2026年03月06日 星期五
人乳头瘤病毒(HPV)的“真情告白”
□ 谭先杰
《话说生命之宫》,谭先杰著,中国妇女出版社出版。

    我是HPV,中文名叫“人乳头瘤病毒”,是近几年来女性健康领域一个“大腕级”的人物。

    我非常自豪的一点是,因为发现我(HPV)与宫颈癌之间存在明确因果关系,一名叫哈拉尔德·豪森的德国老伯获得了2008年诺贝尔生理学或医学奖。但是我要声明,虽然我的家族成员很多,有100多个,但实际上给宫颈造成麻烦的,多半是HPV16和HPV18两个而已,其中HPV16最甚。
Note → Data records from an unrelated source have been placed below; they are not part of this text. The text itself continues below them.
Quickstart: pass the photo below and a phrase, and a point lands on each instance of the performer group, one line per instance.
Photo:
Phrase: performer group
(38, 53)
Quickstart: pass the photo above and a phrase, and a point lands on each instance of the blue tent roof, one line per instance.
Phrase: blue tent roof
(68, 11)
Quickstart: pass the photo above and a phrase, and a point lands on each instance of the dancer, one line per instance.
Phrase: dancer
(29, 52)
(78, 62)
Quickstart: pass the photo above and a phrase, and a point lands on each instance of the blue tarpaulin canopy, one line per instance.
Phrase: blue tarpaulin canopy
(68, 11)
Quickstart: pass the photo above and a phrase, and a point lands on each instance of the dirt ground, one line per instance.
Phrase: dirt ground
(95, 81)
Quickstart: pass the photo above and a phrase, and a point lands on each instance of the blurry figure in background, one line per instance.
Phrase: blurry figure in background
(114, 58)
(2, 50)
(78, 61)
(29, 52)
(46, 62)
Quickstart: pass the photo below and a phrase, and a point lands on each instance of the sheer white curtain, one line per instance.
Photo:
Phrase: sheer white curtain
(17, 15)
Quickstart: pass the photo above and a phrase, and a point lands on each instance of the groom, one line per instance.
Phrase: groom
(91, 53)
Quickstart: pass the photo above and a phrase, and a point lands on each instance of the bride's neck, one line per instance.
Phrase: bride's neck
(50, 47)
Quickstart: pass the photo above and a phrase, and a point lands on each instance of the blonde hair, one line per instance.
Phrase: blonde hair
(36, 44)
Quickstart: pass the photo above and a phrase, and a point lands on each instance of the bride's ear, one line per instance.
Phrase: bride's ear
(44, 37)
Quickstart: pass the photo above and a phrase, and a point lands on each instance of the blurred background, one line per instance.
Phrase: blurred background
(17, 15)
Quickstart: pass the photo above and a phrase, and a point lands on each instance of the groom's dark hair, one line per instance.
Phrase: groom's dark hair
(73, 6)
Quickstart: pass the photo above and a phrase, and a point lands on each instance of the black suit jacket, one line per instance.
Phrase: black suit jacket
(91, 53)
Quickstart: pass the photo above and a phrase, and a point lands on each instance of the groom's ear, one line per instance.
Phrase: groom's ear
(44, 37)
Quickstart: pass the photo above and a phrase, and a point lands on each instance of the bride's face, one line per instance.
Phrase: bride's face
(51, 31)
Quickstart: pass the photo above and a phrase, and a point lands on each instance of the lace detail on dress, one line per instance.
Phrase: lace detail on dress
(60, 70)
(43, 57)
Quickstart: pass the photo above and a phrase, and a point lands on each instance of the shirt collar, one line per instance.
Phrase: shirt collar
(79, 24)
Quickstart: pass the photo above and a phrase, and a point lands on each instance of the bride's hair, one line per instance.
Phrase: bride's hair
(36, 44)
    至于我是如何缠上您的,很多时候是“天知地知您知我知”。我通常是通过性行为传播,但接触不干净的卫生洁具和用品后,也可能沾染上我。不过不是一沾上我就会得宫颈癌!只有长期地、持续地、高负荷地与我亲密接触,才会引起宫颈癌前病变和宫颈癌。

    据说,40%的女性一生中都与我有过接触,但我通常作为访客出现,停留七八个月后便会自动离开。除非您的状态不好(免疫能力下降)、环境适宜(多个性伴、不洁性生活),我才会定居。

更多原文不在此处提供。